Camille Laurin probably expected these provisions to be declared unconstitutional. But he had opted to “make a sovereignist law, not a provincial law”, observes Robert Filion, a long-time very close collaborator of the father of Bill 101. The Council of Ministers had followed him, despite the reluctance expressed by some members, Rodrigue Tremblay and especially Claude Morin, then responsible for international relations.


PHOTO ARMAND TROTTIER, LA PRESSE ARCHIVES

Camille Laurin, former Parti Québécois minister, in 1983

The debate on the “Quebec clause” against the “Canada clause” had lasted a month in the Council of Ministers. Lévesque felt “that there was a big bone there, but Laurin had managed to get public opinion,” recalls Mr. Filion. “Like a few others, I found that certain provisions were almost provocations and that it was better to remove them immediately because that would harm the whole of the law,” says Claude Morin. « Jean-Roch Boivin [bras droit de René Lévesque] invited us to express ourselves, we did so with the tacit consent of Lévesque who, as an arbitrator, could not take a position too much”, continues Morin.

When Judge Jules Deschênes hands down his judgment, Laurin steps up. “This is the first manifestation of the constitutional coup perpetrated by Ottawa,” recounts the late Jean-Claude Picard in his biography of the minister. The Canadian Constitution had been ratified in April 1982, and only a few weeks later, the lawyers of Quebec find themselves pleading around a text, article 23 on education for linguistic minorities, which has not yet undergone the test of the courts.

“This is the first charter case pleaded by Quebec,” recalls Jean K. Samson, who headed the Quebec lawyers at the time. “How do you manage to defend a law which, a priori, does not comply with the Charter! “, he launches this week. Quebec decides to plead the “reasonableness” of the Quebec clause, looks at European law, evokes collective rights.

Mr. Samson was surprised neither by the verdict nor by the tone adopted by magistrate Deschênes.

We had pleaded for a few days. As soon as we talked about collective rights, he exploded. He accused us of imitating the USSR. His decision was predictable.

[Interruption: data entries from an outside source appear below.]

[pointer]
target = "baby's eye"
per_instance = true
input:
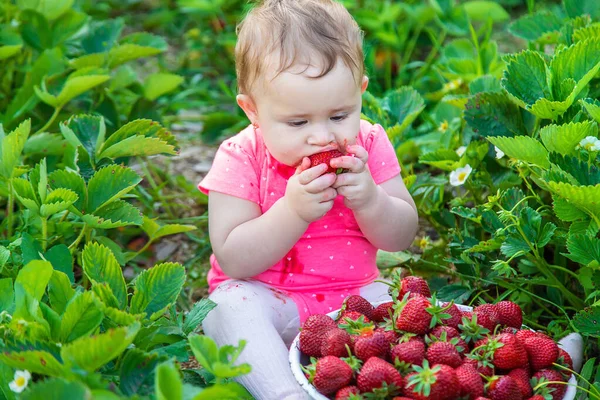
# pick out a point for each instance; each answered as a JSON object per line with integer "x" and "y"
{"x": 339, "y": 118}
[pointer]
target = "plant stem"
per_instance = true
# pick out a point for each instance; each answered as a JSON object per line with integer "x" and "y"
{"x": 9, "y": 209}
{"x": 50, "y": 121}
{"x": 74, "y": 245}
{"x": 44, "y": 233}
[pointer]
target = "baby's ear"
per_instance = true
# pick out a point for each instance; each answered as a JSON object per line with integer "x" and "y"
{"x": 364, "y": 84}
{"x": 247, "y": 104}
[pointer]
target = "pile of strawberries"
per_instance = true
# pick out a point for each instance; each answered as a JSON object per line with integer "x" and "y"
{"x": 418, "y": 348}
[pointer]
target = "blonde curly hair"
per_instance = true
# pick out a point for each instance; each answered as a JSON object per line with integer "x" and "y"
{"x": 296, "y": 30}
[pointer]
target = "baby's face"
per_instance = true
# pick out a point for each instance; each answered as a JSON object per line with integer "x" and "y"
{"x": 300, "y": 116}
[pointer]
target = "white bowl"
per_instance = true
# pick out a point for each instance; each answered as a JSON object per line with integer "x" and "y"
{"x": 297, "y": 359}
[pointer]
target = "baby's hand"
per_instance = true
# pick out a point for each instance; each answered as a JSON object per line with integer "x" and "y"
{"x": 309, "y": 193}
{"x": 356, "y": 185}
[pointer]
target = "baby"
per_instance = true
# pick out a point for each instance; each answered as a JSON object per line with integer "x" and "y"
{"x": 291, "y": 240}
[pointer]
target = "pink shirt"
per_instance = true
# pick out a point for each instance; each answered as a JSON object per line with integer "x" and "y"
{"x": 333, "y": 253}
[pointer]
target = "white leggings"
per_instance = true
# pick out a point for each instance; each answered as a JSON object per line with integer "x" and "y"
{"x": 269, "y": 322}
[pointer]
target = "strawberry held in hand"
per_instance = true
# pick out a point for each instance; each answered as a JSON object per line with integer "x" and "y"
{"x": 324, "y": 158}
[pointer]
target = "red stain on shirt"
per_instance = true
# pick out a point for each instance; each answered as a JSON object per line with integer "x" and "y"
{"x": 291, "y": 265}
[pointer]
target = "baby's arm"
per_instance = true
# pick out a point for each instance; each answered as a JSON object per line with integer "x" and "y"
{"x": 247, "y": 242}
{"x": 385, "y": 213}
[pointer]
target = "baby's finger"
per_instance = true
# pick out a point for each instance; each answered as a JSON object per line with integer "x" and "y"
{"x": 309, "y": 175}
{"x": 321, "y": 183}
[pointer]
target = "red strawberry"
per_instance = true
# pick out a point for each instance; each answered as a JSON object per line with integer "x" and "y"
{"x": 414, "y": 317}
{"x": 382, "y": 311}
{"x": 345, "y": 392}
{"x": 471, "y": 383}
{"x": 324, "y": 158}
{"x": 524, "y": 334}
{"x": 542, "y": 351}
{"x": 504, "y": 388}
{"x": 510, "y": 314}
{"x": 487, "y": 316}
{"x": 375, "y": 345}
{"x": 359, "y": 304}
{"x": 521, "y": 376}
{"x": 375, "y": 372}
{"x": 414, "y": 284}
{"x": 556, "y": 390}
{"x": 455, "y": 315}
{"x": 353, "y": 315}
{"x": 334, "y": 343}
{"x": 329, "y": 374}
{"x": 443, "y": 353}
{"x": 412, "y": 352}
{"x": 436, "y": 383}
{"x": 508, "y": 352}
{"x": 312, "y": 333}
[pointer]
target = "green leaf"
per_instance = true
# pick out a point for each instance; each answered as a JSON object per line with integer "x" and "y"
{"x": 444, "y": 159}
{"x": 57, "y": 389}
{"x": 586, "y": 321}
{"x": 155, "y": 231}
{"x": 580, "y": 62}
{"x": 57, "y": 201}
{"x": 34, "y": 278}
{"x": 85, "y": 130}
{"x": 526, "y": 78}
{"x": 140, "y": 127}
{"x": 74, "y": 86}
{"x": 101, "y": 266}
{"x": 592, "y": 106}
{"x": 196, "y": 315}
{"x": 493, "y": 114}
{"x": 480, "y": 10}
{"x": 61, "y": 260}
{"x": 533, "y": 27}
{"x": 583, "y": 197}
{"x": 522, "y": 148}
{"x": 583, "y": 249}
{"x": 584, "y": 173}
{"x": 109, "y": 184}
{"x": 92, "y": 352}
{"x": 168, "y": 383}
{"x": 11, "y": 147}
{"x": 36, "y": 361}
{"x": 51, "y": 9}
{"x": 566, "y": 211}
{"x": 404, "y": 104}
{"x": 48, "y": 63}
{"x": 157, "y": 288}
{"x": 82, "y": 316}
{"x": 456, "y": 292}
{"x": 115, "y": 214}
{"x": 70, "y": 180}
{"x": 564, "y": 138}
{"x": 137, "y": 370}
{"x": 60, "y": 291}
{"x": 45, "y": 143}
{"x": 138, "y": 146}
{"x": 160, "y": 83}
{"x": 575, "y": 8}
{"x": 7, "y": 295}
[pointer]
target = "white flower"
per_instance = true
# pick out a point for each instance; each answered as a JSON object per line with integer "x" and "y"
{"x": 499, "y": 153}
{"x": 460, "y": 175}
{"x": 590, "y": 143}
{"x": 20, "y": 381}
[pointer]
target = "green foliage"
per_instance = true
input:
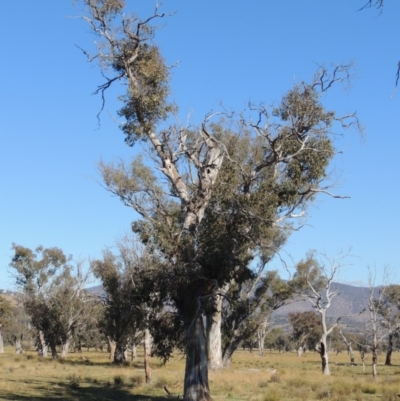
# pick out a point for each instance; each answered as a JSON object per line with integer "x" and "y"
{"x": 51, "y": 296}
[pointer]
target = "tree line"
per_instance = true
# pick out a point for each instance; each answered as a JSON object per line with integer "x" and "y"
{"x": 217, "y": 201}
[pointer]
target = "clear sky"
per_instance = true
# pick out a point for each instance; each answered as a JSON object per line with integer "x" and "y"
{"x": 230, "y": 51}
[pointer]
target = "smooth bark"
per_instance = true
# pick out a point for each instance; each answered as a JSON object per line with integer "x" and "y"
{"x": 111, "y": 346}
{"x": 214, "y": 342}
{"x": 147, "y": 355}
{"x": 1, "y": 340}
{"x": 65, "y": 348}
{"x": 196, "y": 386}
{"x": 349, "y": 348}
{"x": 389, "y": 351}
{"x": 42, "y": 346}
{"x": 323, "y": 352}
{"x": 54, "y": 353}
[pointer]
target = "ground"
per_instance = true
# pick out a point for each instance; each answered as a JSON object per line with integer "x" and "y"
{"x": 272, "y": 377}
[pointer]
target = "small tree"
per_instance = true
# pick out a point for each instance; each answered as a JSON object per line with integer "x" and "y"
{"x": 52, "y": 297}
{"x": 6, "y": 313}
{"x": 130, "y": 298}
{"x": 319, "y": 280}
{"x": 377, "y": 328}
{"x": 306, "y": 330}
{"x": 389, "y": 311}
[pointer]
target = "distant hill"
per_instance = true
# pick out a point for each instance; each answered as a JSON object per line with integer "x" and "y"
{"x": 351, "y": 300}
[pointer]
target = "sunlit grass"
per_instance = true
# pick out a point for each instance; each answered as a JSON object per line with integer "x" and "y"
{"x": 283, "y": 377}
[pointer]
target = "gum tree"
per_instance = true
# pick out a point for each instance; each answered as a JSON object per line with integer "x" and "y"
{"x": 279, "y": 173}
{"x": 52, "y": 297}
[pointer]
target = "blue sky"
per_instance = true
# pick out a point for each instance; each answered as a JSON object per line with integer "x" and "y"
{"x": 229, "y": 51}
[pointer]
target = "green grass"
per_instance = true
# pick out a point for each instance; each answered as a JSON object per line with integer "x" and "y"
{"x": 250, "y": 377}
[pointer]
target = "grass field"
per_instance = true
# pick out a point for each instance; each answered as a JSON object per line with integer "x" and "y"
{"x": 250, "y": 377}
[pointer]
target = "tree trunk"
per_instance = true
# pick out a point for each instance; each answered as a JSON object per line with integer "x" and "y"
{"x": 349, "y": 348}
{"x": 323, "y": 352}
{"x": 196, "y": 372}
{"x": 42, "y": 346}
{"x": 300, "y": 351}
{"x": 18, "y": 344}
{"x": 374, "y": 363}
{"x": 119, "y": 353}
{"x": 214, "y": 343}
{"x": 261, "y": 334}
{"x": 133, "y": 354}
{"x": 147, "y": 355}
{"x": 111, "y": 345}
{"x": 65, "y": 348}
{"x": 1, "y": 340}
{"x": 54, "y": 353}
{"x": 388, "y": 360}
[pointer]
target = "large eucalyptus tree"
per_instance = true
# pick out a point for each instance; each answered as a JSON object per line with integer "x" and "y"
{"x": 267, "y": 164}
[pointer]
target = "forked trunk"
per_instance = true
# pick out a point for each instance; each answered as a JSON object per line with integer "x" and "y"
{"x": 147, "y": 355}
{"x": 1, "y": 340}
{"x": 196, "y": 372}
{"x": 214, "y": 343}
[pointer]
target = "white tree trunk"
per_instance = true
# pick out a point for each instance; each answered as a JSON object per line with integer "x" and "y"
{"x": 147, "y": 355}
{"x": 1, "y": 340}
{"x": 18, "y": 345}
{"x": 261, "y": 334}
{"x": 111, "y": 345}
{"x": 42, "y": 346}
{"x": 323, "y": 352}
{"x": 65, "y": 348}
{"x": 196, "y": 372}
{"x": 300, "y": 351}
{"x": 214, "y": 342}
{"x": 133, "y": 354}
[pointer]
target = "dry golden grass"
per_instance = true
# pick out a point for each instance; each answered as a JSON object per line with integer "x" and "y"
{"x": 250, "y": 377}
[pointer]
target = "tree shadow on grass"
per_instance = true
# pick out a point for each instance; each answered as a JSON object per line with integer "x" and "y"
{"x": 77, "y": 393}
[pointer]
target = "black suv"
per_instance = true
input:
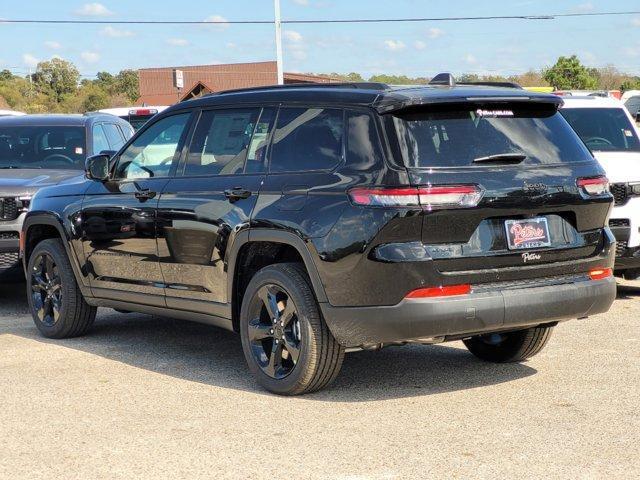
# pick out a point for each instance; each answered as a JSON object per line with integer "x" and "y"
{"x": 319, "y": 219}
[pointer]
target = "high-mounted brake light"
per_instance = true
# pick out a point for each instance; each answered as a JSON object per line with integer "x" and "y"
{"x": 600, "y": 273}
{"x": 433, "y": 197}
{"x": 594, "y": 185}
{"x": 443, "y": 291}
{"x": 143, "y": 111}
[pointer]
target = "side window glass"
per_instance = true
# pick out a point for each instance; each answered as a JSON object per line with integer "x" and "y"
{"x": 153, "y": 152}
{"x": 221, "y": 142}
{"x": 100, "y": 142}
{"x": 363, "y": 147}
{"x": 307, "y": 139}
{"x": 113, "y": 135}
{"x": 257, "y": 154}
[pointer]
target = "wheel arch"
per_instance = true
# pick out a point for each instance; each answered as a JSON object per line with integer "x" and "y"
{"x": 287, "y": 244}
{"x": 40, "y": 226}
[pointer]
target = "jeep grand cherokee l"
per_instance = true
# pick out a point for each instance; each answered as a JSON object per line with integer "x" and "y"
{"x": 608, "y": 130}
{"x": 315, "y": 219}
{"x": 41, "y": 150}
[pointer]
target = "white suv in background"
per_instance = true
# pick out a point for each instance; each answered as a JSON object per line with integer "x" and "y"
{"x": 607, "y": 128}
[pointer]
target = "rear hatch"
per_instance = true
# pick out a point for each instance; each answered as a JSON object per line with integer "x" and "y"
{"x": 539, "y": 198}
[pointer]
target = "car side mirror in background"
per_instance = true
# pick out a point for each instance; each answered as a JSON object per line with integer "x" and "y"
{"x": 97, "y": 167}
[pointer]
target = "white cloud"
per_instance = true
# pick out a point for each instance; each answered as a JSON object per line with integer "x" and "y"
{"x": 177, "y": 42}
{"x": 29, "y": 60}
{"x": 94, "y": 10}
{"x": 435, "y": 32}
{"x": 470, "y": 59}
{"x": 394, "y": 45}
{"x": 292, "y": 36}
{"x": 113, "y": 32}
{"x": 90, "y": 57}
{"x": 219, "y": 22}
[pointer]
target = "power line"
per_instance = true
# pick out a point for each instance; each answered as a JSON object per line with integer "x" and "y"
{"x": 355, "y": 20}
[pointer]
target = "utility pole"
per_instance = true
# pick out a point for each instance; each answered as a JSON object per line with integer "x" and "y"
{"x": 276, "y": 4}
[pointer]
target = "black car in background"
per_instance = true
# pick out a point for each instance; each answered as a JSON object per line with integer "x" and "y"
{"x": 317, "y": 219}
{"x": 42, "y": 150}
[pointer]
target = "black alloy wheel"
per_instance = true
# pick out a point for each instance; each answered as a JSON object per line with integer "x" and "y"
{"x": 46, "y": 289}
{"x": 58, "y": 308}
{"x": 274, "y": 331}
{"x": 286, "y": 342}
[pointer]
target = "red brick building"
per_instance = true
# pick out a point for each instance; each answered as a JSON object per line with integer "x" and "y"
{"x": 157, "y": 85}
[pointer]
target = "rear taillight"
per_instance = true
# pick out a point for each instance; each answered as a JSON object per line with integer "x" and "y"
{"x": 443, "y": 291}
{"x": 594, "y": 186}
{"x": 433, "y": 197}
{"x": 143, "y": 111}
{"x": 600, "y": 273}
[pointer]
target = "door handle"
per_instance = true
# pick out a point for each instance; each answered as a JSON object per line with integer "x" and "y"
{"x": 144, "y": 195}
{"x": 237, "y": 193}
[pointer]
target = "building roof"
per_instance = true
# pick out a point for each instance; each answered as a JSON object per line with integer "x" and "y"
{"x": 157, "y": 88}
{"x": 381, "y": 97}
{"x": 51, "y": 120}
{"x": 588, "y": 101}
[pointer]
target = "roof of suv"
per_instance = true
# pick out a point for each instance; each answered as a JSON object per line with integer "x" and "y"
{"x": 379, "y": 96}
{"x": 55, "y": 120}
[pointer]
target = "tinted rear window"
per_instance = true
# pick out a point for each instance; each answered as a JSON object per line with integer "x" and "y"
{"x": 307, "y": 139}
{"x": 603, "y": 129}
{"x": 454, "y": 138}
{"x": 56, "y": 147}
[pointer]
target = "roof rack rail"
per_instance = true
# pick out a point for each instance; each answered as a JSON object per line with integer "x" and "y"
{"x": 494, "y": 84}
{"x": 358, "y": 85}
{"x": 444, "y": 79}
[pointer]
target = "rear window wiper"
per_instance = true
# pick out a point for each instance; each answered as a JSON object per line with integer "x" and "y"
{"x": 502, "y": 157}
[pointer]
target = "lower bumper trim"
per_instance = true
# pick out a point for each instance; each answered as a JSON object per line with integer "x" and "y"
{"x": 474, "y": 313}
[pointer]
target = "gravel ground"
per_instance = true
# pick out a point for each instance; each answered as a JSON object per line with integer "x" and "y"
{"x": 144, "y": 397}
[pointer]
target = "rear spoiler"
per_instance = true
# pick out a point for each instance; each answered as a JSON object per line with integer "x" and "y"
{"x": 399, "y": 102}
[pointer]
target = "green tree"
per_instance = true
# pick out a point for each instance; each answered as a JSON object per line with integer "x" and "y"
{"x": 94, "y": 98}
{"x": 5, "y": 75}
{"x": 568, "y": 74}
{"x": 56, "y": 77}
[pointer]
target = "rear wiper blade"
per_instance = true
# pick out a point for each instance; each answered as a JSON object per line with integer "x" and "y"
{"x": 502, "y": 157}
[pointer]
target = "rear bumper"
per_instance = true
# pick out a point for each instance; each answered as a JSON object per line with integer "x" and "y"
{"x": 412, "y": 320}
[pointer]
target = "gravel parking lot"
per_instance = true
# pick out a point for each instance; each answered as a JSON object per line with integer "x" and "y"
{"x": 158, "y": 398}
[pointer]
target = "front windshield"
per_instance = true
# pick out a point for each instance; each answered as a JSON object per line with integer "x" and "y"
{"x": 603, "y": 129}
{"x": 55, "y": 147}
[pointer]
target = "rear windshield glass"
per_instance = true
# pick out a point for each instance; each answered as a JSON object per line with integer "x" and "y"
{"x": 603, "y": 129}
{"x": 54, "y": 147}
{"x": 465, "y": 136}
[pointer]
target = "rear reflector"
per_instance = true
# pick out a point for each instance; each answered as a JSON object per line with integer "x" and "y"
{"x": 594, "y": 186}
{"x": 438, "y": 196}
{"x": 600, "y": 273}
{"x": 445, "y": 291}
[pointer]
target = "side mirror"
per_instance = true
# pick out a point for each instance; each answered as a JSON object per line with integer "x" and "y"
{"x": 97, "y": 167}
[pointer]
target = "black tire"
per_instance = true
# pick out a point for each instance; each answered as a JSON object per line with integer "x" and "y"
{"x": 509, "y": 346}
{"x": 74, "y": 316}
{"x": 319, "y": 354}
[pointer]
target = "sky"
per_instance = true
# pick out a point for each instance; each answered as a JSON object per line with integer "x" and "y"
{"x": 416, "y": 49}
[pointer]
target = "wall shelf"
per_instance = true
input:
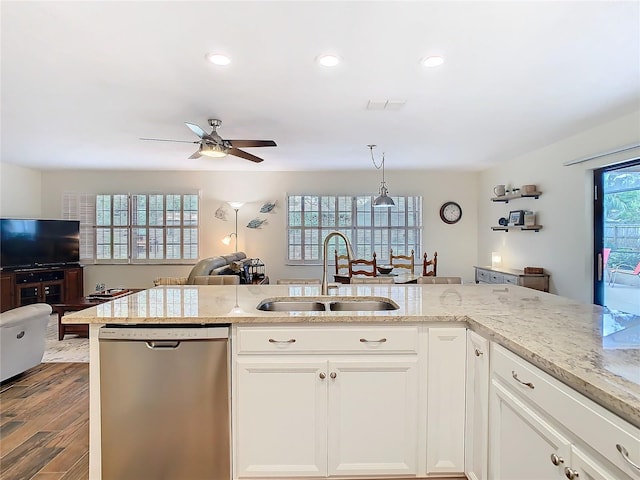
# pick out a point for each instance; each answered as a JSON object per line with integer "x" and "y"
{"x": 506, "y": 198}
{"x": 531, "y": 228}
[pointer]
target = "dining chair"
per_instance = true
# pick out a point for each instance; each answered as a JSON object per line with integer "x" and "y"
{"x": 364, "y": 263}
{"x": 298, "y": 281}
{"x": 401, "y": 261}
{"x": 217, "y": 280}
{"x": 433, "y": 263}
{"x": 370, "y": 280}
{"x": 440, "y": 280}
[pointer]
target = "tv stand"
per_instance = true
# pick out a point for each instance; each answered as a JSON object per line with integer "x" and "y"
{"x": 48, "y": 284}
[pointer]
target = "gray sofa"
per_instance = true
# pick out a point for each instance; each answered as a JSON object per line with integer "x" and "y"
{"x": 22, "y": 338}
{"x": 233, "y": 264}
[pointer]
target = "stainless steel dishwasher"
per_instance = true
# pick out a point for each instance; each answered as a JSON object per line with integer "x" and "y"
{"x": 165, "y": 406}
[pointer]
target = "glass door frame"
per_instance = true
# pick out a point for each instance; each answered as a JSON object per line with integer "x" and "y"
{"x": 599, "y": 275}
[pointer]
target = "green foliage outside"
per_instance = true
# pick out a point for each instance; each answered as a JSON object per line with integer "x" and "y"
{"x": 622, "y": 217}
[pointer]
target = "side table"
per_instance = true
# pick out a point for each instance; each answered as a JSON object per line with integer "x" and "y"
{"x": 77, "y": 304}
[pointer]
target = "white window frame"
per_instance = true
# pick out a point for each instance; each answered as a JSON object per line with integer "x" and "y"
{"x": 369, "y": 229}
{"x": 83, "y": 207}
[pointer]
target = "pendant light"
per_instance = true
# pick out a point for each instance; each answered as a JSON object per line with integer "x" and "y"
{"x": 382, "y": 200}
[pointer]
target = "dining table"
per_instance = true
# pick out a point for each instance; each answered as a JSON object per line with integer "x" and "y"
{"x": 398, "y": 278}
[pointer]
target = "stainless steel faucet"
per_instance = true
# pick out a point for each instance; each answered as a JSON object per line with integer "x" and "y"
{"x": 334, "y": 233}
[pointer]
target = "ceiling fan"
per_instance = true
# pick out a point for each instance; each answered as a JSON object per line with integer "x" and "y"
{"x": 213, "y": 145}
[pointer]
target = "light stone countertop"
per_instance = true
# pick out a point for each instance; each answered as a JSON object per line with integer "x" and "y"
{"x": 584, "y": 346}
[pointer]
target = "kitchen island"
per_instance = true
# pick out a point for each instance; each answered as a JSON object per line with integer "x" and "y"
{"x": 582, "y": 346}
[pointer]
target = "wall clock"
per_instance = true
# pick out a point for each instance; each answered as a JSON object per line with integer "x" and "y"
{"x": 450, "y": 212}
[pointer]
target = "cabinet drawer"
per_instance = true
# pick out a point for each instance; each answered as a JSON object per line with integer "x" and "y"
{"x": 591, "y": 423}
{"x": 496, "y": 277}
{"x": 482, "y": 276}
{"x": 311, "y": 340}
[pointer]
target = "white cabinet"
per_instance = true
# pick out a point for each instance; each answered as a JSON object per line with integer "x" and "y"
{"x": 540, "y": 428}
{"x": 372, "y": 417}
{"x": 445, "y": 400}
{"x": 332, "y": 401}
{"x": 522, "y": 444}
{"x": 477, "y": 407}
{"x": 280, "y": 417}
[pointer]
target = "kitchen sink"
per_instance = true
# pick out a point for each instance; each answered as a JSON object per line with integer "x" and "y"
{"x": 291, "y": 306}
{"x": 333, "y": 304}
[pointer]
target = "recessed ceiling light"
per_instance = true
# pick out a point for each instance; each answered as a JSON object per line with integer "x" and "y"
{"x": 328, "y": 60}
{"x": 433, "y": 61}
{"x": 218, "y": 59}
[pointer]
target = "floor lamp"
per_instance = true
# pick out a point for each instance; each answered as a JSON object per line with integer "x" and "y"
{"x": 227, "y": 240}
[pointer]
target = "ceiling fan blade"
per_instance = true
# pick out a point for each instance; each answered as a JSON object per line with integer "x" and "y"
{"x": 165, "y": 140}
{"x": 197, "y": 130}
{"x": 248, "y": 156}
{"x": 252, "y": 143}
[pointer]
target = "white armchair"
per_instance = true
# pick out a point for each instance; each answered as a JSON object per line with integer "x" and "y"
{"x": 22, "y": 338}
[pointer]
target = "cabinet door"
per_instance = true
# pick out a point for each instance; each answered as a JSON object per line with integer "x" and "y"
{"x": 52, "y": 292}
{"x": 584, "y": 467}
{"x": 523, "y": 445}
{"x": 73, "y": 283}
{"x": 446, "y": 371}
{"x": 477, "y": 408}
{"x": 373, "y": 416}
{"x": 7, "y": 282}
{"x": 28, "y": 293}
{"x": 280, "y": 417}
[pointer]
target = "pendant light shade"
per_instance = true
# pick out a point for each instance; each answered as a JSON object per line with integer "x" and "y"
{"x": 382, "y": 200}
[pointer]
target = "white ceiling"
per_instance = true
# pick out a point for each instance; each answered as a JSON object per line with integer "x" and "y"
{"x": 82, "y": 81}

Jean K. Samson, about Judge Jules Deschênes

Law 96

Already at the time, M.e Julius Gray was the lawyer for those who opposed Bill 101. “Today, Bill 96 does not affect the issue of schools,” observes Mr.e Grey, a sign in his opinion that the legislator was well advised. “The Quebec clause created barriers to movement between the provinces,” said the jurist. “The courts have made it possible to improve the law and I am proud to have contributed to it”, he summarizes.

Four decades have passed. A doctor in constitutional law, Frédéric Bérard did his thesis on linguistic issues. In the debate on secularism, he will be a vehement advocate of individual rights. But, according to him, it is different when the defense of the language is at stake. “I am not a big fan of collective rights, but we must not forget that Quebec is necessarily a linguistic minority in an English-speaking ocean, that it can adopt means to ensure its survival,” explains Mr. Bérard.

Quebec Clause? Canada Clause? “We must remain calm, we are talking about about 80 students per year who can enroll in the English-speaking sector in Quebec. That’s two high school classes! “, illustrates Mr. Bérard.